My first thought when I read the abstract was along the lines of one of the comments the petite blogger quoted from the study, that taller children may somehow recieve more attention, resources, and support, but it seems as though the authors acount for that by retreating far enough back into childhood that teachers, and even language are no longer factors. Weird!

As to the book review you refered to about human intelligence resulting from our pre-historic need to comeat for resources with bigger/taller species (I'm grossly paraphrasing), I don't think that directly conflicts with the study, which is refering to relative height within the species.
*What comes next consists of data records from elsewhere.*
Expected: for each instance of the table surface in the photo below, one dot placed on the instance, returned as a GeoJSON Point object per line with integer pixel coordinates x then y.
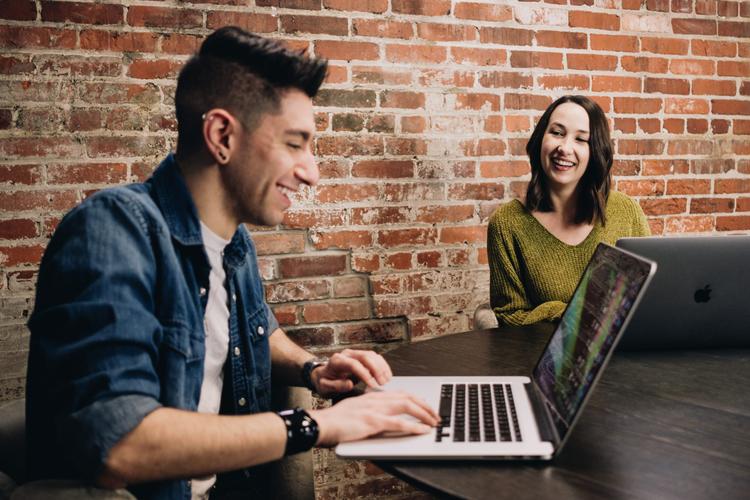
{"type": "Point", "coordinates": [670, 424]}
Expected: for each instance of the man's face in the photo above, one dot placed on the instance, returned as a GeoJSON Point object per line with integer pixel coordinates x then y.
{"type": "Point", "coordinates": [272, 161]}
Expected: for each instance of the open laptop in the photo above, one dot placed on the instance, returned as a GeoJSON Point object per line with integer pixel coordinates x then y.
{"type": "Point", "coordinates": [700, 296]}
{"type": "Point", "coordinates": [522, 417]}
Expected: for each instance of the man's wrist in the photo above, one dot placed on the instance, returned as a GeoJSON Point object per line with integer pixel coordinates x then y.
{"type": "Point", "coordinates": [308, 369]}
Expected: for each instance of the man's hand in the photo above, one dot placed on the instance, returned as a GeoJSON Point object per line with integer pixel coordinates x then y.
{"type": "Point", "coordinates": [372, 413]}
{"type": "Point", "coordinates": [336, 376]}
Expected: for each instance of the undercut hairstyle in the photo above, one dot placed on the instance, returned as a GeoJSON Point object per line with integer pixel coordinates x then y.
{"type": "Point", "coordinates": [245, 74]}
{"type": "Point", "coordinates": [595, 184]}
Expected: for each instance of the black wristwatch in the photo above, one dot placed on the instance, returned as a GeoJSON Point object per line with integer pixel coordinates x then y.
{"type": "Point", "coordinates": [301, 430]}
{"type": "Point", "coordinates": [307, 369]}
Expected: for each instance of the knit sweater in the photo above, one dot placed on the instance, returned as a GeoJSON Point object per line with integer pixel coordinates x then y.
{"type": "Point", "coordinates": [532, 273]}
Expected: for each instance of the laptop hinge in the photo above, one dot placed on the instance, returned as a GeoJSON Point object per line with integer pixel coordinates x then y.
{"type": "Point", "coordinates": [547, 431]}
However, it might mean that shorter people will need to evolve to an even higher level of intelligence to compete with their taller friends.

Ariella said...

In general, people who stand out are bound to receive more attention. Being taller than average draws some attention. Having red hair draws attention. (My youngest has it and draws comments nearly everywhere she goes --very curly, too.) But whereas tallness is nearly universally perceived as attractive for a man and indicative of strength, etc., the same cannot always be said for women. Some may find a tall woman not their feminine ideal because they do not want someone who project strength.

alg's mother said...

Years ago I read an article that showed taller men earning more money. Height seems to be associated with authority.

ALG said...

alg's mother (aka Imma),

Yes, I think it has been well-established that taller men earn more money than shorter men. It could be because taller men command more authority than shorter men, but the study that I cited posits that it's because taller men are actually smarter.

I agree that the book review and the study don't conflict, because the book review is speaking about humans as a species as opposed to other species and the study is speaking about individual variation within a species. I doubt that shorter people are genetically selected for higher intelligence within the species. It could be, though, that all genetic considerations aside, smaller/more beat-up kids learn to use their intellectual strengths to greater advantage than larger kids, who don't need to outwit others to survive.

Avi said...

My opinion: If taller people are more intelligent, it's because a certain percentage of the population was malnourished as children, and therefore may not have developed as well physically and mentally. In other words, some short people are short for the same reason that they're unintelligent. As a result, they hurt the average intelligence of short people. Sounds weird, but I think the math on that works out.

ALG said...


Your idea isn't a bad one, except that I am 95% sure that they controlled for nutrional factors in the study cited in this post. That is, they took out all the people who were short because of malnourishment, and found that tall people STILL had higher intelligence on average. I'm not sure what the exact finding was, actually. It might be that the earlier assertion that tall people are paid more or are generally more successful was somehow correlated with taller people being smarter, as opposed to their being respected more because of their presumed authority due to their height.